Espionage involves a human being obtaining (i.e., using human intelligence (HUMINT) methods) information that is considered secret or confidential without the permission of the holder of the information. Espionage is inherently clandestine, and the legitimate holder of the information may change plans or take other countermeasures once it is known that the information is in unauthorized hands. See the articles such Clandestine HUMINT operational techniques and Clandestine HUMINT asset recruiting for discussions of the "tradecraft" used to collect this information.
HUMINT is in a constant battle with counterintelligence, and the relationship can become very blurry, as one side tries to "turn" agents of the other into reporting to the other side. Recruiters can run false flag operations, where a citizen of country A believes they are providing intelligence to country B, when they are actually providing it to country C.
Unlike other forms of intelligence collection disciplines, espionage usually involves accessing the place where the desired information is stored, or accessing the people who know the information and will divulge it through some kind of subterfuge. There are exceptions to physical meetings, such as the Oslo Report, or the insistence of Robert Hanssen in never meeting the people to whom he was selling information.

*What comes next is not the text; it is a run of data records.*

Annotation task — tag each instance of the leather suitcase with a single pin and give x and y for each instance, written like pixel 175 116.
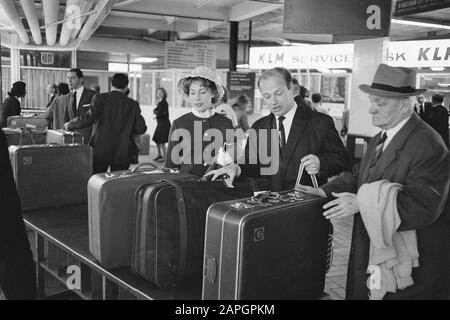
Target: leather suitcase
pixel 64 137
pixel 24 122
pixel 272 246
pixel 21 136
pixel 111 211
pixel 169 228
pixel 51 175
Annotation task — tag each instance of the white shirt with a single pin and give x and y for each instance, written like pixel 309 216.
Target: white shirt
pixel 287 122
pixel 79 93
pixel 390 133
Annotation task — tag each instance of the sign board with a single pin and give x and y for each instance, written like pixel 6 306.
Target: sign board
pixel 412 54
pixel 241 84
pixel 367 18
pixel 181 55
pixel 428 53
pixel 408 7
pixel 303 57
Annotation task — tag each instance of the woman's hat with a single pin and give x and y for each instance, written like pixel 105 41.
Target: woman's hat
pixel 393 82
pixel 206 73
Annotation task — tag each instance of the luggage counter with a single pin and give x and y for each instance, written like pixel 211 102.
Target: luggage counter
pixel 61 250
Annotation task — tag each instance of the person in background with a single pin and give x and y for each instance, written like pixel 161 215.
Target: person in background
pixel 225 109
pixel 202 91
pixel 298 97
pixel 116 119
pixel 52 93
pixel 11 105
pixel 80 99
pixel 437 117
pixel 316 104
pixel 17 269
pixel 240 109
pixel 55 112
pixel 398 199
pixel 161 135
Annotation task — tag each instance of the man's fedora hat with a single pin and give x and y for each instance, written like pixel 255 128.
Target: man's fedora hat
pixel 393 82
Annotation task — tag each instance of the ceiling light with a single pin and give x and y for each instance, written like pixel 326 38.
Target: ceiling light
pixel 421 24
pixel 145 60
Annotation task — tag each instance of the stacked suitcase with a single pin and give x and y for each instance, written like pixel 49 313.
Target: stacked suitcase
pixel 51 175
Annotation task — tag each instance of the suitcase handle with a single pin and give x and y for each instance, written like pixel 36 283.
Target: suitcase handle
pixel 300 174
pixel 143 165
pixel 182 258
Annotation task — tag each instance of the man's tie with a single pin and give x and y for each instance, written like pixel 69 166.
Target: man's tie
pixel 74 103
pixel 378 151
pixel 282 134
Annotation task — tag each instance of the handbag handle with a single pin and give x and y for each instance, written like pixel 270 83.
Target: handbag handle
pixel 143 165
pixel 299 177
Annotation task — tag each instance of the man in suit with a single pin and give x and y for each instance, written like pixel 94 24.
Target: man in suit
pixel 306 137
pixel 410 153
pixel 17 271
pixel 437 117
pixel 116 119
pixel 79 100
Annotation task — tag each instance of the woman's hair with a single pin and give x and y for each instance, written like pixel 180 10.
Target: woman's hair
pixel 205 82
pixel 164 92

This article does not cover military units that penetrate deep between enemy lines, but generally in uniform, to conduct special reconnaissance. Such military units can be on the border of the line, in international law, which defines them as spies, if they conduct information in civilian clothes. In some circumstances, the uniformed personnel may act in support to the actual agents, providing communications, transportation, financial, and other support. Yet another discipline is covert operations, where personnel, uniformed or not, may conduct raids, sabotage, assassinations, propaganda (i.e., psychological operations), etc.
==Legal aspects==
''Black's Law Dictionary'' (1990) defines espionage as: "gathering, transmitting, or losing ... information related to the national defense."
In the UK, "Under the 1911 Act, a person commits the offence of 'spying' if he, for any purpose prejudicial to the safety or interests of the State;
:(a) approaches, inspects, passes over or is in the neighbourhood of, or enters any prohibited place,
:(b) makes any sketch, plan, model, or note which is calculated to be or might be or is intended to be directly or indirectly useful to an enemy; or
:(c) obtains, collects, records, or publishes, or communicates to any other person any secret official code word, or pass word, or any sketch, plan, model, article, or note, or other document which is calculated to be or might be or is intended to be directly or indirectly useful to an enemy. ("an enemy" apparently means a potential enemy, so could theoretically include all foreign governments )

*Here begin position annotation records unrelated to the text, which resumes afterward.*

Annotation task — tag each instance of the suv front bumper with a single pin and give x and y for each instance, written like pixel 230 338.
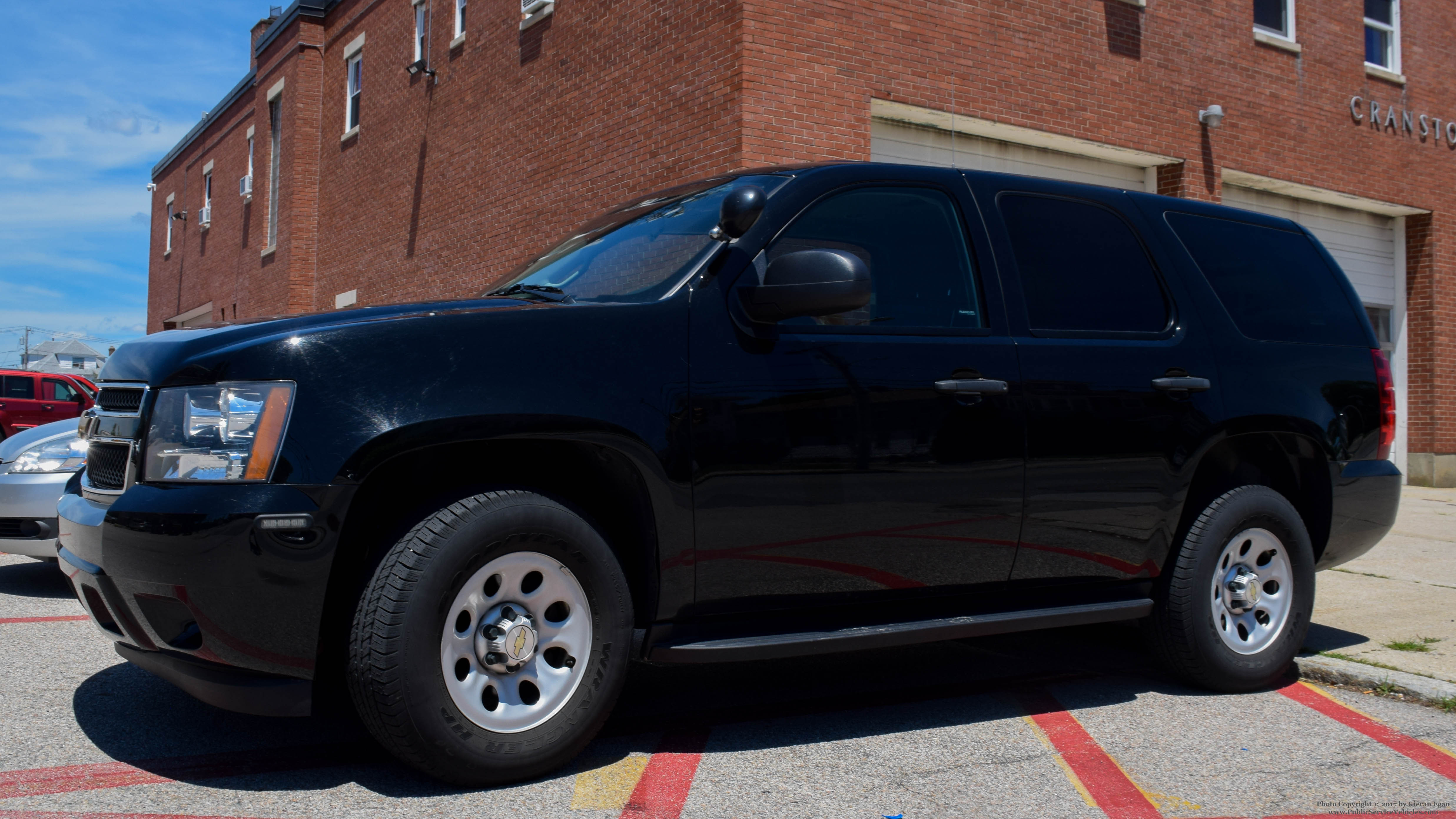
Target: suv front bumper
pixel 188 588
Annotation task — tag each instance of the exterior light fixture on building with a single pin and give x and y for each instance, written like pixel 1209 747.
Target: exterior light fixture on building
pixel 535 12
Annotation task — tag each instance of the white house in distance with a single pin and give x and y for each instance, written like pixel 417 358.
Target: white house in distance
pixel 65 357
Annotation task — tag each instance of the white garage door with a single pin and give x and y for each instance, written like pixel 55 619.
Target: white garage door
pixel 908 144
pixel 1363 243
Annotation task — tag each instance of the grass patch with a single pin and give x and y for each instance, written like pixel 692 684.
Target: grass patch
pixel 1415 645
pixel 1362 574
pixel 1340 657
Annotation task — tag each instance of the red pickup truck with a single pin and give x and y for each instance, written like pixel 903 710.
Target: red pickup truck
pixel 31 399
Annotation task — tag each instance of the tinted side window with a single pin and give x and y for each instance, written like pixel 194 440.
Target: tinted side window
pixel 914 245
pixel 1083 268
pixel 19 388
pixel 59 392
pixel 1273 283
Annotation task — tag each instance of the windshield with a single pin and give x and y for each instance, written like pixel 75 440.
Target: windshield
pixel 640 251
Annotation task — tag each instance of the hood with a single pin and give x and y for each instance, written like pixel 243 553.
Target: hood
pixel 171 357
pixel 12 447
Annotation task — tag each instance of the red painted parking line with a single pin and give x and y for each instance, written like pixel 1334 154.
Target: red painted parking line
pixel 1114 793
pixel 1426 754
pixel 669 776
pixel 68 779
pixel 69 815
pixel 1403 815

:"The offence of spying covers all such acts committed by any person within Her Majesty's dominions, and such acts committed elsewhere by British Officers or subjects. It is not necessary for the person concerned to have been warned beforehand that they were subject to the Official Secrets Act. The 1920 Act creates further offences of doing any "act preparatory" to spying, or of soliciting, inciting, seeking to persuade, or aiding and abetting any other person to commit spying.〔 〕
The US defines espionage towards itself as "The act of obtaining, delivering, transmitting, communicating, or receiving information about the national defense with an intent, or reason to believe, that the information may be used to the injury of the United States or to the advantage of any foreign nation. Espionage is a violation of 18 United States Code 792–798 and Article 106, Uniform Code of Military Justice."